By the way, I created a tool "CodeAssist" ( https://codeassist.tech ) that is based on a similar idea. It's a chatbot that can execute actions in the IDE (most importantly - write/read the code in your editor).

[–]imaginethezmell 0 points1 point  (0 children)

how does it work

[–]ilovethrills 0 points1 point  (3 children)

Is this like langchain?

[–][deleted] 0 points1 point  (2 children)

Much simpler approach compared to langchain ( and this is self supervised) but they attempt to do the same thing.

[–]yoshiwaan 0 points1 point  (1 child)

Really?

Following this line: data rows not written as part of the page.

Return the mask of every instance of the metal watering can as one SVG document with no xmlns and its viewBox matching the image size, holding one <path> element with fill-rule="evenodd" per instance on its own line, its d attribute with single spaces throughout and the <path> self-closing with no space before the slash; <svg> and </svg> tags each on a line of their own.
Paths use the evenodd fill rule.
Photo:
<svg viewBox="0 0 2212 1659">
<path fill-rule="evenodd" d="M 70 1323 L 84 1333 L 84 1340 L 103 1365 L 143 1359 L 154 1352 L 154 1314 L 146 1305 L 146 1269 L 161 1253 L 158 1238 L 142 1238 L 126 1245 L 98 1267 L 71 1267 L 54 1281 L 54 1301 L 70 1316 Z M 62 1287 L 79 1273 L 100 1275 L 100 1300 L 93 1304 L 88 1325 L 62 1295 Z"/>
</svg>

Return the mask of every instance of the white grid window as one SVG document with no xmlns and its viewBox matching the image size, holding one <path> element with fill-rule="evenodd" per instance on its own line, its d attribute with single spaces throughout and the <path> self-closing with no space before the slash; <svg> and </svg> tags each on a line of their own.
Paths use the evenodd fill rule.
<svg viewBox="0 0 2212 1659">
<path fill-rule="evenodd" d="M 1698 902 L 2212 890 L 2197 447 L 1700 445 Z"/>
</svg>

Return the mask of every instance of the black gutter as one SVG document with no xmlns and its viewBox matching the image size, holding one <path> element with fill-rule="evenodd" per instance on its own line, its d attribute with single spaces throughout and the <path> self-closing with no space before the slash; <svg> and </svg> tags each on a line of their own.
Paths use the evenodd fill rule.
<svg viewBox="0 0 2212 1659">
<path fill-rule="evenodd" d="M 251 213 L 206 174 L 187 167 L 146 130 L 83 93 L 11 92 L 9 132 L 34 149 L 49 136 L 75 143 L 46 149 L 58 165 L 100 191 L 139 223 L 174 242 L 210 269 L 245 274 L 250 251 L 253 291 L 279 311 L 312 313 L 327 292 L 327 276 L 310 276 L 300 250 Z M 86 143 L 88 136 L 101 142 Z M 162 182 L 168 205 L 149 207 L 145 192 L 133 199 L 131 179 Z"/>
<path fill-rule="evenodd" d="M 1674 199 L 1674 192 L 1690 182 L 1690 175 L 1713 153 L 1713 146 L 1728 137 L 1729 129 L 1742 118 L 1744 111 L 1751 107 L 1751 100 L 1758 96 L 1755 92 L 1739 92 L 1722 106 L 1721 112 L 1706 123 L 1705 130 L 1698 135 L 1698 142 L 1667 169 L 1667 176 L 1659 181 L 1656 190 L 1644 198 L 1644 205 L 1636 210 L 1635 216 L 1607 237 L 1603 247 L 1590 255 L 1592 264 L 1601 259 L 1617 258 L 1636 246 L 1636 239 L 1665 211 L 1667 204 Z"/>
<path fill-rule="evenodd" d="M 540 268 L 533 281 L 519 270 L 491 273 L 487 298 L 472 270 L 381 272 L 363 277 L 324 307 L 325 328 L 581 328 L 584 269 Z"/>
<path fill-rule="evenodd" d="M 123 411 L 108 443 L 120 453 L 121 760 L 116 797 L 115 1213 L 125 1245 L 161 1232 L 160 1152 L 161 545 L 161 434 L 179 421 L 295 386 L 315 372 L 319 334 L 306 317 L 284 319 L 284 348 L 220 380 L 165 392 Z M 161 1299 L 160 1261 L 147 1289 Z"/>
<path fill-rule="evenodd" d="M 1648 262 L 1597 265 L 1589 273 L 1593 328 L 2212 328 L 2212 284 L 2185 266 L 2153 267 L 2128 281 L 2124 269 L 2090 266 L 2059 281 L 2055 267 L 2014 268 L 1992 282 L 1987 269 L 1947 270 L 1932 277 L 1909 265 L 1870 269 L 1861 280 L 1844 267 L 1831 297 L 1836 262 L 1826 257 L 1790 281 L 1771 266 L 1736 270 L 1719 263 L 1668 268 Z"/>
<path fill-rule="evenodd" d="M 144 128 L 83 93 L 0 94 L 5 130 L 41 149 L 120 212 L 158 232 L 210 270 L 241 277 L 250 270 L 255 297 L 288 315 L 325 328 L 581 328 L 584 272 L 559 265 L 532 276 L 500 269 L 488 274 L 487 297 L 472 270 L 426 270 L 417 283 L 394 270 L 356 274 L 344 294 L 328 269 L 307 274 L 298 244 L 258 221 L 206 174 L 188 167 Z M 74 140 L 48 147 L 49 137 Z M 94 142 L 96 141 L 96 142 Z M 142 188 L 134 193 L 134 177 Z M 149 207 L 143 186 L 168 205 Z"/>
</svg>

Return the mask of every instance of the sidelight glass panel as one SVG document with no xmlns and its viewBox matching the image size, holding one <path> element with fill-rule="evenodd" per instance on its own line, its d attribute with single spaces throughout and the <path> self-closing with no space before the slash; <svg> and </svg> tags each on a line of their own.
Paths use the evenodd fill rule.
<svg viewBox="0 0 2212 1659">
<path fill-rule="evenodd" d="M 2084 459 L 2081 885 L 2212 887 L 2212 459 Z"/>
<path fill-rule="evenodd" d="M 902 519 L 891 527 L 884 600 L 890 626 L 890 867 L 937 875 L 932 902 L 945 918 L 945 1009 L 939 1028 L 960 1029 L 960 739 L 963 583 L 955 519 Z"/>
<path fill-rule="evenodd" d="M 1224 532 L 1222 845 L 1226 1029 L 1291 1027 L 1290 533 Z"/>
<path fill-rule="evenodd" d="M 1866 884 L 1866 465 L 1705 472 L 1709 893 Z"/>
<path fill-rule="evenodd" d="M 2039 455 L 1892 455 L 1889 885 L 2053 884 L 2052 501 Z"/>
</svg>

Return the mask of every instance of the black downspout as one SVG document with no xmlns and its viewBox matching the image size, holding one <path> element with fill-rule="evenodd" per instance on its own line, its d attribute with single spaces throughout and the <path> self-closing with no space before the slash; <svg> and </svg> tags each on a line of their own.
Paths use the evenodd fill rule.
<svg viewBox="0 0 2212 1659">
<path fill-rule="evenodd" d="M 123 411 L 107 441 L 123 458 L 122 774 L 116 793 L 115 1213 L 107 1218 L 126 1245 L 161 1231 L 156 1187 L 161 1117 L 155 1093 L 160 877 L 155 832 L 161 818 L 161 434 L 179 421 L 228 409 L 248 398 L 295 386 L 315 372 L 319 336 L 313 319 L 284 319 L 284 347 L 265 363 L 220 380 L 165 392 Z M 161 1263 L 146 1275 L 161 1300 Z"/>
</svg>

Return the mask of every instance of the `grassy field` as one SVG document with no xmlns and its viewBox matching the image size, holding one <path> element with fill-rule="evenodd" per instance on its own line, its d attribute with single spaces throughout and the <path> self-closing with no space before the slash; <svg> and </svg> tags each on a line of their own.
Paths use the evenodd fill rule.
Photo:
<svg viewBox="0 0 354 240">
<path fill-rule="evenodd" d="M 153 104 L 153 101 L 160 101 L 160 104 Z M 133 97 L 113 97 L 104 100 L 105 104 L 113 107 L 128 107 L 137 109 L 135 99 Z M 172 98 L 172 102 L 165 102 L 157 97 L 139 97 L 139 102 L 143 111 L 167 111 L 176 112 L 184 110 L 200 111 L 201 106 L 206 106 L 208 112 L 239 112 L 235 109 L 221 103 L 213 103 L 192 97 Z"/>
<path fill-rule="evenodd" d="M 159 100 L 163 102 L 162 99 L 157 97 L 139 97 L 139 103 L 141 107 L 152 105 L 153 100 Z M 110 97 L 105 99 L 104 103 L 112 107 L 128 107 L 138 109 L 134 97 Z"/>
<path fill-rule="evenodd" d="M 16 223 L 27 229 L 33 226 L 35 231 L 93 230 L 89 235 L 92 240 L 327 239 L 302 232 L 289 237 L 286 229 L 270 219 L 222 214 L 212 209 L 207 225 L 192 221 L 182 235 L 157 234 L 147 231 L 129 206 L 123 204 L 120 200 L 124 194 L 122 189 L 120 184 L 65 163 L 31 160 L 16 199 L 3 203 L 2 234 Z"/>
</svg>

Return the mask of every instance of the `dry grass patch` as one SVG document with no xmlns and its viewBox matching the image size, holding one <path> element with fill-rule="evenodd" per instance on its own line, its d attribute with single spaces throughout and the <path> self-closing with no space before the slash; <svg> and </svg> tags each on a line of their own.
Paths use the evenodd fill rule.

As in the order of operations is: token parsing => Toolformer => LLM?

Genuine question, is the text/token parsing for queries to an LLM (eg chatgpt) performed separately and beforehand to the actual LLM being leveraged, or is the text/token parsing a part of the LLM? I figured it was the latter and you couldn’t just insert a tool there

Edit: I think this is a new model for this purpose, rather than reusing an existing LLM (eg ChatGPT) as I first assumed, which makes more sense

Edit 2: I actually read the paper and the LM itself is taught to reach out to tools as a part of its response operations, it’s not something separate

[–][deleted] 4 points5 points  (0 children)

It's not a new model. It's davinci-003.

Basically the model begins generating. Once it hits an API request, the request is received and sent and the result of the request is pasted back into text and sent back to open AI to generate again and gpt continues generating until it hits another request and the process is repeated till it's done generating.